Too much or too little fibre can result in either diarrhoea or constipation
depending on the individual. All of our recipes are formulated for cats and
dogs with “normal” requirements for fibre, and so we would advise adding a
commercial fibre supplement to your pets’ diet if your vet suggests your pet
has a higher requirement than normal. For dogs with a slightly higher need for fibre, Arden Grange Sensitive Light/Senior
could be suitable which is our highest fibre kibble with 4%.
- Insufficient fluid intake. Constipation happens when too much moisture is absorbed from the food, and increasing fluid intake is known to be helpful in pets who are constipated. You can increase your cat or dog’s fluid intake by soaking their dry food for about half an hour prior to serving, and using canned food (such as the Arden Grange Partners for dogs). A cat or dog water fountain drinker can also be a useful investment and many pet owners have found them to be a very effective means of encouraging an animal to drink more. Providing some extra water bowls can be helpful too as some dogs and cats won’t actively seek out a water supply unless they are particularly thirsty, but they may well take a drink if they’re passing a bowl.

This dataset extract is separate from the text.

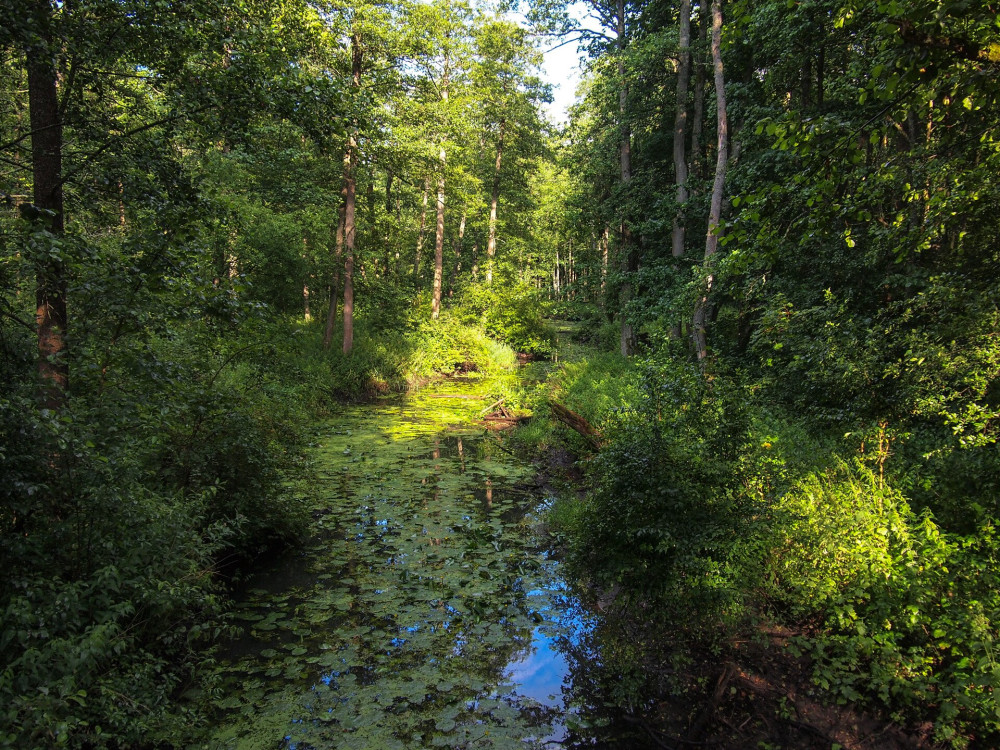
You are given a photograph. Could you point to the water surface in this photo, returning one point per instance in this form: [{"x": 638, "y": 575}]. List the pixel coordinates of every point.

Cats and dogs leading a sedentary lifestyle may be more at risk from constipation, so do ensure your pet is taking sufficient exercise. Cats in particular may suffer from stress-induced constipation.
As previously advised, we do recommend you seek advice from your vet in the event of a constipated pet. In the interim, soaking dry food, changing to wet food and/or adding a little oil from some tinned fish (or a dose of a commercial fish oil supplement such as Lintbell’s Salmopet) well mixed in with the food may be beneficial.